Betapa pentingnya literasi bagi anak-anak kita, untuk itu
orang tua harus lebih berperan aktif untuk membantu pengembangan literasi anak
dengan berbagai upaya, salah satunya adalah melalui film. Film adalah
karya seni budaya yang memiliki peran strategis dalam peningkatan ketahanan
budaya bangsa dan kesejahteraan masyarakat lahir bathin untuk memperkuat
ketahanan Nasional. Film sebagai media komunikasi massa merupakan sarana
mencerdaskan kehidupan bangsa, pembinaan akhlak mulia, pemajuan kesejahteraan
masyarakat serta wahana promosi Indonesia ke dunia Internasional.
Dalam Undang-Undang No.33 tahun 2009 tentang Perfileman,
disebutkan bahwa salah satu tujuan perfileman adalah terbinanya akhlak mulia
dan terwujudnya kecerdasan kehidupan bangsa.
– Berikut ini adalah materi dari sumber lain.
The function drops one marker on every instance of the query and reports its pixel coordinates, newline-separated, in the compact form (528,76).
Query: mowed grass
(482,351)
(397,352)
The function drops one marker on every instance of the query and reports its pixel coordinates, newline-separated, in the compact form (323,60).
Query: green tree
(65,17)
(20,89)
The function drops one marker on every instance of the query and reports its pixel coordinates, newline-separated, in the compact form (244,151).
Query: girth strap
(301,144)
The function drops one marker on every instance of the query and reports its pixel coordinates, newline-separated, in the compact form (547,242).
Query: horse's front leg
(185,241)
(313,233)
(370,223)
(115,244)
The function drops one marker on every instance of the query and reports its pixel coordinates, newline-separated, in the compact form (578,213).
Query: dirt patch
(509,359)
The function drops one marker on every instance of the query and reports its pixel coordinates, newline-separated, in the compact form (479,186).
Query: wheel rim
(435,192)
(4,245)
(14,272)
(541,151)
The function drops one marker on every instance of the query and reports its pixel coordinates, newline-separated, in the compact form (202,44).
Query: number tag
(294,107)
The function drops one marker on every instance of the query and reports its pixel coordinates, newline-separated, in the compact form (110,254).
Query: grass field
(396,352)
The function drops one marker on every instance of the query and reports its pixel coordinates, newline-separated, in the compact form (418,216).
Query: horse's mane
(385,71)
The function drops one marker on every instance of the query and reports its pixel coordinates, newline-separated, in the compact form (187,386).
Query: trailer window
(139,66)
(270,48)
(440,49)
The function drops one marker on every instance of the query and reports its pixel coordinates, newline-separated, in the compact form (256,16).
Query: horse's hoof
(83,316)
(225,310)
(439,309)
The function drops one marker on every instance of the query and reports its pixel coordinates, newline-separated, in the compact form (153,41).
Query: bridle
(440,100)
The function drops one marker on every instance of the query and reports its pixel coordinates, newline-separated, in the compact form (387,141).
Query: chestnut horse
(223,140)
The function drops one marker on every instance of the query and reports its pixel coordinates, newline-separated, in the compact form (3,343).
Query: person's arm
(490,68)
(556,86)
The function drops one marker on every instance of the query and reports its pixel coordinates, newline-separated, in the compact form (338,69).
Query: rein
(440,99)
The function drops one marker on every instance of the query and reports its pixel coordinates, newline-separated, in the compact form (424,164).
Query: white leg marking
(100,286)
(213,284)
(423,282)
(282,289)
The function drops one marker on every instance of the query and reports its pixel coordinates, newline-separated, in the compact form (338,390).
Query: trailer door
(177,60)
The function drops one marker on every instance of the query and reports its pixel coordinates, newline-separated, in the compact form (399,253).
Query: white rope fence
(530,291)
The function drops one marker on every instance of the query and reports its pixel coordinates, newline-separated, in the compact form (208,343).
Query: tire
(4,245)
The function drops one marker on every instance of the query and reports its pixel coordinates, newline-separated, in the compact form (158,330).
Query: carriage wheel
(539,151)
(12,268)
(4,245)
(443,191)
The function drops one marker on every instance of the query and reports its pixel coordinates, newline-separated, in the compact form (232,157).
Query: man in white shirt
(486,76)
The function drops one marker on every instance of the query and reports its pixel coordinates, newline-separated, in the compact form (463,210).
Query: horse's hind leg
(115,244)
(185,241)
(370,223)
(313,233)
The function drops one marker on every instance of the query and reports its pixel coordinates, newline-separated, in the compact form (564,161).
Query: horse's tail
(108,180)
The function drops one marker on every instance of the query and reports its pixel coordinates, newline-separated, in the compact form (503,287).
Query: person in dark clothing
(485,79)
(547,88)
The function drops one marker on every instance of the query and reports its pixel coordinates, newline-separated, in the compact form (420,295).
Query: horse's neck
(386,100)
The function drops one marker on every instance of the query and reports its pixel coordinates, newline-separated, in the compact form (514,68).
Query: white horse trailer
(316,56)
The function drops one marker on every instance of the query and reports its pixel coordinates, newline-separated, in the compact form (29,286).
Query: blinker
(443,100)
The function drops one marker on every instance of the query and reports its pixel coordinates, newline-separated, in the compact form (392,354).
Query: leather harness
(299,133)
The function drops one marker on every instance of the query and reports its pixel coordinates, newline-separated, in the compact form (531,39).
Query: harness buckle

Tujuan tersebut sejalan dengan
tujuan literasi yang bertujuan membantu menumbuhkan dan mengembangkan budi
pekerti yang baik di dalam diri seseorang . Untuk mendukung upaya tersebut pemerintah
mengupayakan sebuah Gerakan Nasional Literasi Bangsa (GNLB) yang
bertujuan untuk menciptakan ekosistem sekolah dan masyarakat berbudaya baca
tulis serta cinta sastra. Diharapkan melalui sastra akan terbina akhlak mulia
bagi generasi bangsa penurus cita-cita Indonesia.
Film pada hakekatnya berdasarkan amanah undang-undang
disebutkan sebagai karya seni budaya yang merupakan pranata sosial dan media
komunikasi massa yang dibuat berdasarkan kaidah sinematografi dengan atau tanpa
suara dan dapat dipertunjukkan. Dalam Kamus Besar Bahasa Indonesia (KKB)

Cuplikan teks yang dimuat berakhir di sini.